As part of its trade relations, the People’s Republic of China (PRC or China) is the world’s second largest economy, the top global trader of goods, and an important market for the United States.

In 2021, China was the fourth largest merchandise trading partner of the United States in total trade.

U.S. merchandise exports to China grew 21.4% to $151.1 billion in 2021.

At the same time, merchandise imports to the United States from China increased 16.5% to $506.4 billion.

With that, the U.S. recorded a bilateral U.S. merchandise trade deficit of $355.3 billion.

But U.S. companies face significant trade barriers, unfair practices and lack of reciprocity in key areas, according to a U.S. congressional analysis.

China’s state-driven economic, trade, investment and technology practices, and the challenges they pose to U.S. economic and technological leadership, concern many members of Congress.

The reasons they argue? China continues to demand the transfer of critical U.S. capabilities to China to operate in strategic areas.

Trade relations

In addition, the analysis notes that many of China’s practices distort markets and undermine fair competition in China and around the world, as Chinese companies expand into areas that China restricts domestically.

It adds that China’s system blurs state and business interests, allowing the government to deploy trade tools (e.g., antidumping, antitrust, standards and procurement), economic coercion and espionage to favor its companies and promote China’s industrial and other policies.

On the one hand, according to the International Trade Commission (USITC), the top U.S. exports to China were soybeans ($14.1 billion), processors and controllers ($9.7 billion), and crude oil ($5.9 billion).

On the other hand, the top U.S. imports from China were laptops and tablets ($55.7 billion), cell phones ($48 billion), and wheeled and other toys ($14.6 billion).


In 2021, China was the sixth largest U.S. services trading partner.
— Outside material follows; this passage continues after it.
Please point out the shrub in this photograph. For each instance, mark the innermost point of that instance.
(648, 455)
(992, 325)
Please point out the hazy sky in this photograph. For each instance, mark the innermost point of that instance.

U.S. services exports to China fell 10.4% to $36.2 billion in 2021, while U.S. services imports from China grew 33.3% to $20.8 billion in 2021, resulting in a U.S. bilateral services trade surplus of $15.4 billion.

The top three U.S. services exports to China were intellectual property use charges ($9.1 billion), travel ($8.4 billion), and financial services ($4.6 billion).

Meanwhile, China’s top services imports were transportation ($8.5 billion), other business services ($8.2 billion), and financial services ($1.2 billion).